Notably, the UOL development which was sold out within a week was said to have been popular with buyers due to rising popularity of homes with a commercial component due to the added convenience it brings, said Lee Sze Teck, senior manager of DWG's research and consultancy arm.
Other new projects that were favoured by buyers in April included Hillsta (154 units sold at a median price of $1,054 psf), Sky Habitat (131 units sold at a median price of $1,583 psf) and Eon Shenton (87 units sold at a median price of $2,485 psf), though older launches such as Ripple Bay (174 units sold at a median price of $876 psf) and Palm Isles (153 units sold at a median price of $871 psf) also enjoyed healthy interest as well.

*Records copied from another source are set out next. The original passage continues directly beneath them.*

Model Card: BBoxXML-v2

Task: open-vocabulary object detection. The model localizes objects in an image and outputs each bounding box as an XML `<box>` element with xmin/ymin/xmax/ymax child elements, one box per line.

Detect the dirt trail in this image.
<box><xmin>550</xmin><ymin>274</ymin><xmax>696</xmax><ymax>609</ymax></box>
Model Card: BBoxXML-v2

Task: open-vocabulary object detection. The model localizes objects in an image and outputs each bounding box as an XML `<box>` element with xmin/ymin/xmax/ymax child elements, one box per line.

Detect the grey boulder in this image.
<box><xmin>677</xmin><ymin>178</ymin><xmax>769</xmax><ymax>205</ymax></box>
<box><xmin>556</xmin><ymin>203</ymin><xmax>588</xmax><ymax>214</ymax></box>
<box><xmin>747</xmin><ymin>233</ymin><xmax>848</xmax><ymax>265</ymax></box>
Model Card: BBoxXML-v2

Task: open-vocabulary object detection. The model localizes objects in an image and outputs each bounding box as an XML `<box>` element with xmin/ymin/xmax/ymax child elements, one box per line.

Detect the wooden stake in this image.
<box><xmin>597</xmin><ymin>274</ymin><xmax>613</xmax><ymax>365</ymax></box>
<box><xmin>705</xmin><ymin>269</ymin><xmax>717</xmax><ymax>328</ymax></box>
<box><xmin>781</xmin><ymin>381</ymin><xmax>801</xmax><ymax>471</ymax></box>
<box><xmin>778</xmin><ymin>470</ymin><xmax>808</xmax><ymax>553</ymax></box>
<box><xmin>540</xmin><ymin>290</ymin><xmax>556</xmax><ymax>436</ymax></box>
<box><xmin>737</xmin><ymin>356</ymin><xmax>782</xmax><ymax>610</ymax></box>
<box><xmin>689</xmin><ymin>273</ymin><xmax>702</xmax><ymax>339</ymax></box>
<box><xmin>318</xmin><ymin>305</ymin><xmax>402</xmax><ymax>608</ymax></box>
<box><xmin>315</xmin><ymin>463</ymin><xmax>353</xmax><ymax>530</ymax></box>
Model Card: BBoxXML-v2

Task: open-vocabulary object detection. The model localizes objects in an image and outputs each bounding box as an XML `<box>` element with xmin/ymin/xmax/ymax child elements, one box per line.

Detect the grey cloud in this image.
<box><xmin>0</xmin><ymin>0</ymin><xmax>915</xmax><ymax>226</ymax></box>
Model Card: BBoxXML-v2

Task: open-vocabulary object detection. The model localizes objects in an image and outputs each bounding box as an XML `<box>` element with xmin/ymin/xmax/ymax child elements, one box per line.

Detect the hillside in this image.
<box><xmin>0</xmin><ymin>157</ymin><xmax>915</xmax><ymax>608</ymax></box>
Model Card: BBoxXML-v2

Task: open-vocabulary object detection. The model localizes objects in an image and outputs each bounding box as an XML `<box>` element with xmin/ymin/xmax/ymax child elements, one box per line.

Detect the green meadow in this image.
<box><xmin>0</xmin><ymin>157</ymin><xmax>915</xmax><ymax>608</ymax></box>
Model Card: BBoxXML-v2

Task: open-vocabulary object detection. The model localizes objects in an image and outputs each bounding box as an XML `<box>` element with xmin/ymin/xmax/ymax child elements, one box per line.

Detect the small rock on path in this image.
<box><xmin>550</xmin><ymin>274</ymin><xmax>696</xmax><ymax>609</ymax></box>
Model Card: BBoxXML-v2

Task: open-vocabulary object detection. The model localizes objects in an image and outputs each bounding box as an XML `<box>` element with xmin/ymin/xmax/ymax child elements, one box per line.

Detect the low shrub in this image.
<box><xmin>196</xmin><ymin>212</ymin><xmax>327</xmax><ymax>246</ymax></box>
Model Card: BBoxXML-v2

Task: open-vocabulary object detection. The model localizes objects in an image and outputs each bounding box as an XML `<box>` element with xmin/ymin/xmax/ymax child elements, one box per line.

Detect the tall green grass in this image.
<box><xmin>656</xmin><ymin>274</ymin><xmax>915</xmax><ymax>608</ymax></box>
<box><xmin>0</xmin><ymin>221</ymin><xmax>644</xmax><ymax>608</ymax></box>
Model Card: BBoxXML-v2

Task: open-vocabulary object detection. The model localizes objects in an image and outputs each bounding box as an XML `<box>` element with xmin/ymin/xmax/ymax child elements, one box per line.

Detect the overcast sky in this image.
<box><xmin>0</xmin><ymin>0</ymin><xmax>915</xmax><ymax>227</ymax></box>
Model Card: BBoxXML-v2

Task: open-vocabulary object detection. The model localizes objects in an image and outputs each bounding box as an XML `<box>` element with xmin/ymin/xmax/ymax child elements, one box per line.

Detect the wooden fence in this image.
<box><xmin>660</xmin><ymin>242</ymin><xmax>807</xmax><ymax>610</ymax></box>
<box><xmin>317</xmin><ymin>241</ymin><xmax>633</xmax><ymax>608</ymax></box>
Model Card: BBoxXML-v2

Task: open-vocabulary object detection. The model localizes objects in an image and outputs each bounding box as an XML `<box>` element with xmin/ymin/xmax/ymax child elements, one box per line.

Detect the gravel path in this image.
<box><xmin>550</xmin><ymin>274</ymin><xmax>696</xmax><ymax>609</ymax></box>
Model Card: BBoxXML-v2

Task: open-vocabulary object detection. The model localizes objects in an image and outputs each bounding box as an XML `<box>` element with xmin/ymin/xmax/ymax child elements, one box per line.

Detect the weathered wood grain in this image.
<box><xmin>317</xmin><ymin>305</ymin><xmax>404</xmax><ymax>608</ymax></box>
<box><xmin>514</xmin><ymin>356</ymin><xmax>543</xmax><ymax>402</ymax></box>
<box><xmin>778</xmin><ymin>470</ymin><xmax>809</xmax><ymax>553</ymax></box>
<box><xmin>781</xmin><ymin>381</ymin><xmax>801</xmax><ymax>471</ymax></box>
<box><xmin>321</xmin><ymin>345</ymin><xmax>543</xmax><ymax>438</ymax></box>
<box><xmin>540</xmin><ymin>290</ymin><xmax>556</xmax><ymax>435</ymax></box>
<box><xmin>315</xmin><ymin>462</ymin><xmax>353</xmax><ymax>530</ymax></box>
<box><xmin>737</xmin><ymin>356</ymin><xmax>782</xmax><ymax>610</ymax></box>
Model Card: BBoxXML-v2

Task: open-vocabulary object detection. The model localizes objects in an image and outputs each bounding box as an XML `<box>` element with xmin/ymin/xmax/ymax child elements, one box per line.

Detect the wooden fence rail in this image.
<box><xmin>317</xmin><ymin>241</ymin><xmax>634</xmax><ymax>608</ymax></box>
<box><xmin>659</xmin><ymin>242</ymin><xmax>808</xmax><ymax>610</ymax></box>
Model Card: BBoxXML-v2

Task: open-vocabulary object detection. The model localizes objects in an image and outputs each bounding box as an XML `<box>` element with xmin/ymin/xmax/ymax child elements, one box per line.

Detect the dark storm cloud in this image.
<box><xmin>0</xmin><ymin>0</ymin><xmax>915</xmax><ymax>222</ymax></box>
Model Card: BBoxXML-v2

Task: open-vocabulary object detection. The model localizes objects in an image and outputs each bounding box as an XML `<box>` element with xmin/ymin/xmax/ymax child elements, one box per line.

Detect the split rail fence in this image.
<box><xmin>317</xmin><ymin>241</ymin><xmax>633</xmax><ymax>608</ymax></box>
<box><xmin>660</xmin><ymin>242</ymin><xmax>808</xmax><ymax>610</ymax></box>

On the EC front, developments such as Twin Waterfalls and The Tampines Trilliant continued to sell well with both projects transacting 60 and 39 units respectively in April.
For those with much deeper pockets, the most exorbitant unit sold for the month was an apartment at Hilltops (located at Cairnhill Circle) which transacted at $4,398 psf.
However, the bulk of properties sold in April continued to hover in the $1,000 to $1,500 psf range.
Regionally, the core central region (CCR) reflected the sharpest pick-up in demand, with 106 units being sold in the area, up almost two-fold from March.
Sharing his views, Jones Lang LaSalle's head of SE Asia research Chua Yang Liang said: "Based on caveats lodged, the median prices of new sales in the OCR have been rising more than in the CCR resulting in the gap between OCR and CCR closing from 2.5 in June 2007 to 1.8 times in April 2012.
This has motivated more Singaporean buyers to enter the CCR market as evidenced by the recent developer sales result and this trend of a bottom-up support of the high end segment can be expected to continue."
Homes in the rest of central region (RCR) also seemed to have gained favour with buyers, with the number of units sold rising 70 per cent month-on- month to 867 units.
But mass market homes in the outside central region (OCR) bucked the positive trend, with sales declining 17 per cent to 1,514 after reaching 1,825 in March - though demand was still deemed to be healthy.
In the months to come, consultants expect buying momentum to continue with developers of mid and high-tier projects potentially testing the market with new projects in the CCR and RCR, borrowing confidence from the improving sentiment.
Said Chia Siew Chuin, director of research & advisory at Colliers International: "Barring any deterioration in the external environment and further policy risks, strong demand driven by abundant oncoming supply of private residential homes is likely to drive overall take-up for new private homes in 2012 to beyond 16,800 units, toppling 2010's record high of 16,292 units."
In the pipeline ahead, projects such as Riversails (920 units) and The Sorrento (131 units) are expected to be launched soon along with ECs such as Watercolors EC which comprises 416 home units.